Tuesday, June 28, 2011

Dangers Of Growing Too Fast in the Music Business

Boo.com has spent $125 million in 18 months and was yet to make sales. At launch their whole business model collapsed because the site needed broadband which at the time was only available to a few people. Sales were so poor and complaints were mounting and in the year 2000 the company went bust. The name and some of part of its systems sold for $250,000!

Ambition is good yet every ambition has to be tempered with some element of patient endurance. Growing, learning; then growing and learning, fixing the problems and growing and learning. When anyone; either artists, labels or other music businesses try to circumvent this simple method they most of the time end in the liquidators office.

So how do you know your music business is growing too fast, or that you are beginning to bite off more than you can chew?

Unable to pay running costs - When any business is incapable of paying the small bills like telephone, gas, electricity they are probably in a dangerous zone especially if the business is embarking on an expansion programme of some sort. When a company is growing and expanding well they are well positioned to meet their day to day expenses but the ones without a good growth plan will struggle.
Little or no cashflow- Where is all the money going!? Money/cash is the life blood of any business and we must always have a reserve of about 20 - 30 per cent of the profits if the business is to survive a lean period.
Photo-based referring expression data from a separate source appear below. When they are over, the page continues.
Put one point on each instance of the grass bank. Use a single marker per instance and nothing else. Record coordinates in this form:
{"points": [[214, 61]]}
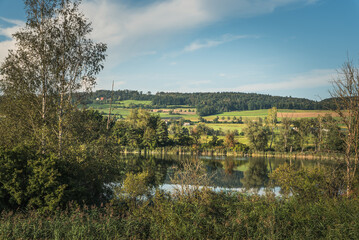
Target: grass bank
{"points": [[202, 215]]}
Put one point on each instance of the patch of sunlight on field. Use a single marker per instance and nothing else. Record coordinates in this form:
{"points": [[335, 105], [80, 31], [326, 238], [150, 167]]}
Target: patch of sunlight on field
{"points": [[126, 103], [226, 126]]}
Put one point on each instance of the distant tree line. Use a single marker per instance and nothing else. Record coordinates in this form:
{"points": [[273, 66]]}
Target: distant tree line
{"points": [[217, 102]]}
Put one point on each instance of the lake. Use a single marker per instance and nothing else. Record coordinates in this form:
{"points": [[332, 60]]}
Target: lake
{"points": [[220, 173]]}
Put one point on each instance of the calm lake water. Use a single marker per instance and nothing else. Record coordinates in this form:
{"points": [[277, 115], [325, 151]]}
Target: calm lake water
{"points": [[224, 173]]}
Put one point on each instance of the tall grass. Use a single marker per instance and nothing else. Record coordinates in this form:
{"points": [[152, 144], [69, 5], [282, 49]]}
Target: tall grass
{"points": [[201, 215]]}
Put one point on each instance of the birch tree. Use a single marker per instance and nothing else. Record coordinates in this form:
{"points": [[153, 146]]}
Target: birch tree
{"points": [[345, 93], [54, 58]]}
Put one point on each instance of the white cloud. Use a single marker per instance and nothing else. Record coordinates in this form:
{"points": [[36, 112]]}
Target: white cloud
{"points": [[196, 45], [312, 79], [129, 30]]}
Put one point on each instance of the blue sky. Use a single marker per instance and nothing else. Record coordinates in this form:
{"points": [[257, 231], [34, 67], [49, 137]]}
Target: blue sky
{"points": [[277, 47]]}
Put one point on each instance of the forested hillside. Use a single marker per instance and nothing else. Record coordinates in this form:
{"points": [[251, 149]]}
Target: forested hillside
{"points": [[213, 103]]}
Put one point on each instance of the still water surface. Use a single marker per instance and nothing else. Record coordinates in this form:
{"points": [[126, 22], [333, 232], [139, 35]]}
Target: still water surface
{"points": [[225, 173]]}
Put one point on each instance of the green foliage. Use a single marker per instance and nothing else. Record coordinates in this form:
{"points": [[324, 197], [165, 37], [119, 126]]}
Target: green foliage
{"points": [[309, 184], [141, 130], [205, 215], [256, 175], [135, 185], [29, 180], [257, 134]]}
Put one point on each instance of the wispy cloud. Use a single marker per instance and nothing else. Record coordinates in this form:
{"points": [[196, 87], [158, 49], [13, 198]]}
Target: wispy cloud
{"points": [[208, 43], [131, 29], [312, 79]]}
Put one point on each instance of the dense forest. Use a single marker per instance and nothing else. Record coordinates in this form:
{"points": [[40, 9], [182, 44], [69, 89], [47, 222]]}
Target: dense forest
{"points": [[68, 173], [214, 102]]}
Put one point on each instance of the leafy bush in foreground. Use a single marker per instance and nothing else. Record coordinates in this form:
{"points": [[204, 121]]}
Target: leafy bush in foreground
{"points": [[203, 215]]}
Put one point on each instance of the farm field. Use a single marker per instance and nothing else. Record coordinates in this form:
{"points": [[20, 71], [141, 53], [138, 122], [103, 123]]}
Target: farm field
{"points": [[188, 113]]}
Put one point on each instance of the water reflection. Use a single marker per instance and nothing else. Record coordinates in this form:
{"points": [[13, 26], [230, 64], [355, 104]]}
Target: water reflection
{"points": [[224, 172]]}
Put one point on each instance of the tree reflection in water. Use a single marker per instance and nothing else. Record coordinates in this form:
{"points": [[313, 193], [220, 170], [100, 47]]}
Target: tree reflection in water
{"points": [[257, 174]]}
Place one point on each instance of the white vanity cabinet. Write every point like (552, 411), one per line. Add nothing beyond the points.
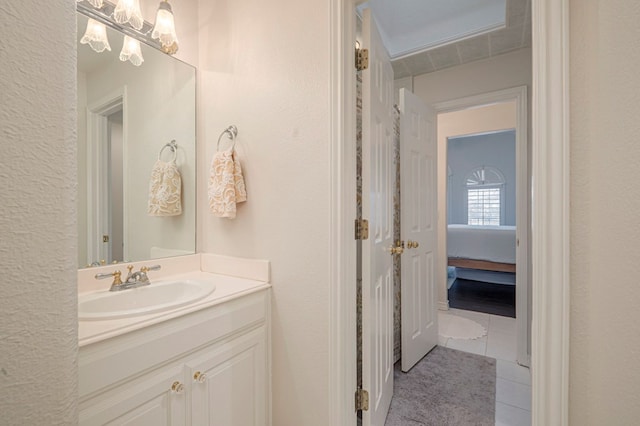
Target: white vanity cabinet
(208, 367)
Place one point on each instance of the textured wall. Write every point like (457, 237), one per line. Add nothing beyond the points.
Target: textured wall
(266, 70)
(38, 332)
(605, 156)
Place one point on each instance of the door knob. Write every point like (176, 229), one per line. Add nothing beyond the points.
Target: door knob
(199, 377)
(177, 387)
(396, 250)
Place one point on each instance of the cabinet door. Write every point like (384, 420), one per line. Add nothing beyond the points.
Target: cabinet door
(229, 385)
(155, 399)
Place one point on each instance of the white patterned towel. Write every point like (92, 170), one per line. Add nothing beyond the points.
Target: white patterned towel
(226, 184)
(165, 190)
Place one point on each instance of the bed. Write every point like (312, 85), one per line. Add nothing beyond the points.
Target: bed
(488, 248)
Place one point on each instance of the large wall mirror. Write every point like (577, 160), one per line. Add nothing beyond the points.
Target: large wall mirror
(128, 117)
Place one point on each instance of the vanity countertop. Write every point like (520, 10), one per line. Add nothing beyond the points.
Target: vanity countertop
(228, 287)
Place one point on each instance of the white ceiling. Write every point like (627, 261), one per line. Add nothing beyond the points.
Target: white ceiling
(423, 36)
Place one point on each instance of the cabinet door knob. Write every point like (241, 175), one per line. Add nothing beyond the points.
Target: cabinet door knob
(177, 387)
(199, 377)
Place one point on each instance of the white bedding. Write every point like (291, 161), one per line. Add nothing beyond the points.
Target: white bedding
(493, 243)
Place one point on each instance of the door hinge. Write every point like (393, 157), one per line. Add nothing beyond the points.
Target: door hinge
(362, 400)
(362, 229)
(362, 59)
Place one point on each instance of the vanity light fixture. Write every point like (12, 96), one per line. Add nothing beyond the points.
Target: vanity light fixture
(96, 36)
(126, 17)
(129, 11)
(164, 29)
(95, 3)
(131, 51)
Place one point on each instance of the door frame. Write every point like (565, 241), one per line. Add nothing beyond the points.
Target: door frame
(518, 95)
(97, 174)
(550, 213)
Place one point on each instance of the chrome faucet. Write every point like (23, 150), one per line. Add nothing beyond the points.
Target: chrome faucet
(133, 280)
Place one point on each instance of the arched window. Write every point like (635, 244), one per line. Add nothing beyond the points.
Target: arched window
(485, 196)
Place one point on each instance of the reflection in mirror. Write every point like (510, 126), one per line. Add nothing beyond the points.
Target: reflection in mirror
(127, 117)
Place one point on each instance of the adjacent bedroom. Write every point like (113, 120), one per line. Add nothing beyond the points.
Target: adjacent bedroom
(481, 222)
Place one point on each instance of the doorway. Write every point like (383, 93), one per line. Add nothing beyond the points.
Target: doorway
(550, 244)
(501, 109)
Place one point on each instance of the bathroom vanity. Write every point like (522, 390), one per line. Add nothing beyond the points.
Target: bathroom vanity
(207, 362)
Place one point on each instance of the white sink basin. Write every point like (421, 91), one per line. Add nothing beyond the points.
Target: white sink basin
(152, 298)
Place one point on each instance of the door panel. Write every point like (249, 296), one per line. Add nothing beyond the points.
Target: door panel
(418, 206)
(377, 203)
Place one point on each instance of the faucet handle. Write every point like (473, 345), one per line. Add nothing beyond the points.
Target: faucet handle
(117, 280)
(150, 268)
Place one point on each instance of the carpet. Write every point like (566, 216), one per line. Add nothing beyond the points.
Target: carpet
(446, 388)
(457, 327)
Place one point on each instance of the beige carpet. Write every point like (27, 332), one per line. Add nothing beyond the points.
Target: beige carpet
(457, 327)
(446, 388)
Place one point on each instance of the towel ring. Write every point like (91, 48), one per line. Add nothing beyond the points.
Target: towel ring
(174, 148)
(231, 132)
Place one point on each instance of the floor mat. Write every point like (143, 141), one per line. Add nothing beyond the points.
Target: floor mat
(496, 299)
(447, 387)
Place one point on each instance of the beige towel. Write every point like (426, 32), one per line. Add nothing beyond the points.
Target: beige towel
(226, 184)
(165, 190)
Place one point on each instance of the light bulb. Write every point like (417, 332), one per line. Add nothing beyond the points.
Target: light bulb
(96, 36)
(131, 51)
(165, 29)
(129, 11)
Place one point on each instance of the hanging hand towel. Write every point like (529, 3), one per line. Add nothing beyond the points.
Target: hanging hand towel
(165, 189)
(226, 184)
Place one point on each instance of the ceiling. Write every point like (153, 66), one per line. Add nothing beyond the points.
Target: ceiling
(423, 36)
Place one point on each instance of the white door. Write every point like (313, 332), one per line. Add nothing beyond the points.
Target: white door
(418, 228)
(377, 207)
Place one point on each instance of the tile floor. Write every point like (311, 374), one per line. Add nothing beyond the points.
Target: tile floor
(513, 382)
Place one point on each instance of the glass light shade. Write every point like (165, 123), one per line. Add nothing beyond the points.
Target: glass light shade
(96, 36)
(129, 11)
(131, 51)
(165, 29)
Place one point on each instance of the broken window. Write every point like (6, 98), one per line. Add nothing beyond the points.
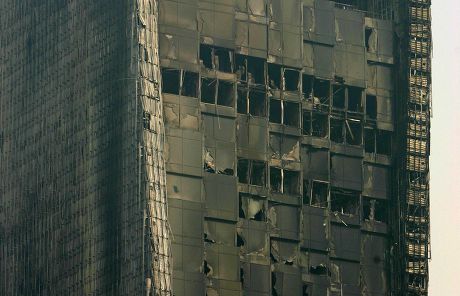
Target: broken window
(274, 76)
(319, 192)
(375, 210)
(306, 122)
(275, 111)
(383, 142)
(216, 58)
(307, 86)
(368, 36)
(256, 70)
(321, 91)
(291, 181)
(170, 80)
(190, 84)
(345, 202)
(371, 107)
(241, 68)
(242, 100)
(354, 131)
(338, 97)
(257, 102)
(257, 173)
(208, 90)
(251, 172)
(284, 181)
(223, 59)
(206, 56)
(291, 114)
(276, 180)
(355, 99)
(319, 125)
(291, 79)
(337, 130)
(369, 140)
(252, 207)
(225, 94)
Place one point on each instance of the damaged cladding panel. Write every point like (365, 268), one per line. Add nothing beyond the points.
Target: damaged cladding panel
(261, 133)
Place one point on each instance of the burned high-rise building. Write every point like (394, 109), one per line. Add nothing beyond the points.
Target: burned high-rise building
(214, 147)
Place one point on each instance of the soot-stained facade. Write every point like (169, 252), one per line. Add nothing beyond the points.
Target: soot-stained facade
(218, 147)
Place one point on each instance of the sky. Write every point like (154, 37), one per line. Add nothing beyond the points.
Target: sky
(445, 150)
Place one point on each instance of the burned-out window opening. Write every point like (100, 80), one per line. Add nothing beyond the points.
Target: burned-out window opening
(368, 32)
(291, 79)
(252, 171)
(371, 107)
(319, 192)
(209, 162)
(321, 92)
(275, 111)
(345, 202)
(147, 120)
(274, 76)
(252, 207)
(354, 131)
(225, 94)
(369, 140)
(171, 80)
(243, 170)
(206, 56)
(306, 290)
(208, 90)
(276, 180)
(216, 58)
(242, 100)
(383, 142)
(337, 130)
(307, 86)
(223, 59)
(291, 114)
(241, 67)
(320, 269)
(291, 182)
(319, 125)
(355, 95)
(256, 70)
(190, 84)
(306, 122)
(375, 210)
(338, 96)
(257, 102)
(306, 192)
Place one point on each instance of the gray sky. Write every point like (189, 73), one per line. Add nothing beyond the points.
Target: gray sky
(445, 150)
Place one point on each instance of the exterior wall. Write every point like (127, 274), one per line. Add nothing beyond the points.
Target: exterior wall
(279, 121)
(71, 218)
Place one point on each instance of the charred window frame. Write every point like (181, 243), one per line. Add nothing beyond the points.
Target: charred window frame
(252, 207)
(319, 194)
(216, 58)
(354, 132)
(307, 86)
(375, 210)
(321, 94)
(338, 96)
(284, 181)
(345, 202)
(180, 82)
(337, 129)
(251, 172)
(284, 112)
(291, 79)
(371, 107)
(355, 99)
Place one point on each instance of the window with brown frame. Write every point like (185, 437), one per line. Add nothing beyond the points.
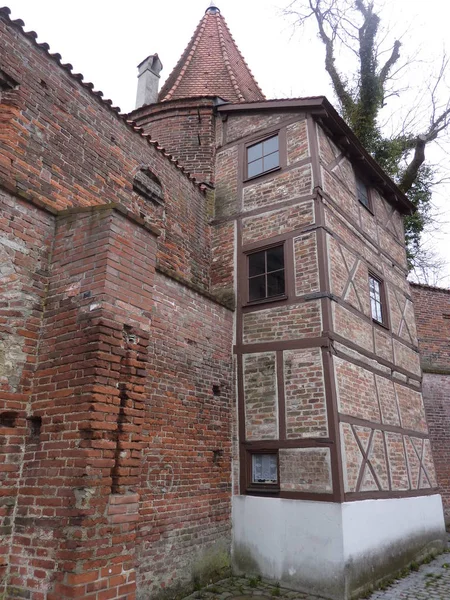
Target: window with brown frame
(363, 193)
(266, 274)
(378, 306)
(262, 157)
(262, 471)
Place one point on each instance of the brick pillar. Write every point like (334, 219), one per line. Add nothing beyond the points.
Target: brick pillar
(78, 503)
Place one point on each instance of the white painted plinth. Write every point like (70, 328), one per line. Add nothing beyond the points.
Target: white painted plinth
(333, 550)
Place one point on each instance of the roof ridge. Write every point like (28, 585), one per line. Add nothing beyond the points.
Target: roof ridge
(242, 57)
(193, 43)
(433, 288)
(226, 58)
(183, 58)
(56, 57)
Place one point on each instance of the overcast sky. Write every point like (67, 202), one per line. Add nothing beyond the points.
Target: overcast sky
(105, 40)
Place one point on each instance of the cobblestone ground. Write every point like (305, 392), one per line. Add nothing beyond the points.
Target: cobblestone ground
(429, 582)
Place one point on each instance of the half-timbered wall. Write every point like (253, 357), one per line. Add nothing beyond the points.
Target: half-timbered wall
(385, 445)
(280, 350)
(333, 392)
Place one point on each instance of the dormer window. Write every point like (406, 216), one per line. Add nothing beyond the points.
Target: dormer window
(147, 185)
(363, 193)
(263, 157)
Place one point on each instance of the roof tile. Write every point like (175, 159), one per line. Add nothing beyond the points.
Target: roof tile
(212, 65)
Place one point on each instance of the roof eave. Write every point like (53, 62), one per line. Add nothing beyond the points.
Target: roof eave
(326, 114)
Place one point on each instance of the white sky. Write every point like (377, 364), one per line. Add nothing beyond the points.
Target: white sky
(105, 40)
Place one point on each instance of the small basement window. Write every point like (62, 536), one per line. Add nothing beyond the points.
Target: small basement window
(266, 274)
(263, 157)
(264, 469)
(147, 185)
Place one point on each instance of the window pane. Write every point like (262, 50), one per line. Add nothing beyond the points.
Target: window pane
(275, 283)
(257, 263)
(255, 168)
(271, 161)
(264, 468)
(270, 145)
(376, 307)
(275, 259)
(254, 152)
(257, 287)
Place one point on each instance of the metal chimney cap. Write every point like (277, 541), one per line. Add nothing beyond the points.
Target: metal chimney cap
(212, 8)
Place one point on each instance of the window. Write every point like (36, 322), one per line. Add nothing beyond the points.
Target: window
(147, 185)
(264, 469)
(266, 274)
(263, 157)
(362, 193)
(377, 303)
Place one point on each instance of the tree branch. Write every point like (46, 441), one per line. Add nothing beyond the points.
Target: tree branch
(390, 62)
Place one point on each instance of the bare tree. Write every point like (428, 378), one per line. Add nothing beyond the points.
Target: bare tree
(354, 25)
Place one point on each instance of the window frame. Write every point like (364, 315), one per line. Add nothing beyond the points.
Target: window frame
(363, 180)
(261, 140)
(280, 297)
(382, 300)
(252, 487)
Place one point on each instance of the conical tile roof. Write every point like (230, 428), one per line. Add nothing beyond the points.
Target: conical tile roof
(212, 65)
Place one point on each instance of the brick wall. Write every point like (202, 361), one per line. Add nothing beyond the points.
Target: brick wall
(65, 147)
(25, 246)
(185, 481)
(116, 469)
(384, 434)
(185, 128)
(432, 309)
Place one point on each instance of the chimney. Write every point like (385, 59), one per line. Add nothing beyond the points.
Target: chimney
(148, 80)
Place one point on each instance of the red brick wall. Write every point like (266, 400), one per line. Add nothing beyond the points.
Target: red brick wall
(432, 308)
(66, 148)
(185, 128)
(117, 371)
(436, 393)
(184, 528)
(24, 256)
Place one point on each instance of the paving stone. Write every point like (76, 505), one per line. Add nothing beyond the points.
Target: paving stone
(429, 582)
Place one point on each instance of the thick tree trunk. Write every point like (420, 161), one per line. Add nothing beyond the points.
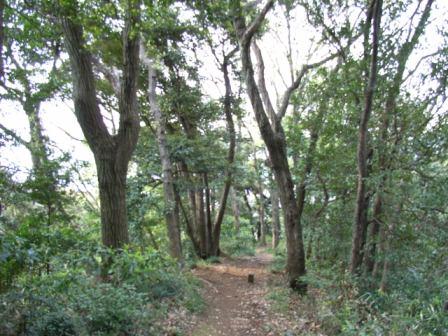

If an unexpected event takes place in the business cycle i.e. a distributor goes bust owing money; that could cause a rapidly expanding business to go bust too. However with cash in reserve it becomes easier to ride a business storm.
Poor level of sales in comparison to expansion/activities- Expansion has to be funded by money. It could either be borrowed money of money that has been saved over a long period. Whatever the method a business decides to pursue, sales become even more important during an expansion period because increase sales will affect the cashflow of the business. So when a music business is financing a new product or service it is essential that they keep their eyes on the need to increase the level of sales to match the planned growth.
High gearing- Any business that borrows too much is simply asking for trouble in future because borrowing is and will always be the most expensive type of debt. The finance of a company which has 1/3 of its finance as debt can still survive as opposed to the one who has about 70-80% of its finance on debt. Here is the ultimate question about borrowing -"When the financers call for their money can you pay up without putting the business in danger!?"
Accepting orders you cannot meet or are unable to say no to- At a particular staging of one's business there are certain types of suppliers or service providers you cannot afford to deal with. For example, if you are just starting a label you may not be in a position to trade with a major distributor who may ask you to supply a minimum of 2000 - 10,000 CD's. If you do supply them it means you will need to wait to get paid and waiting affects the cashflow which affects the business.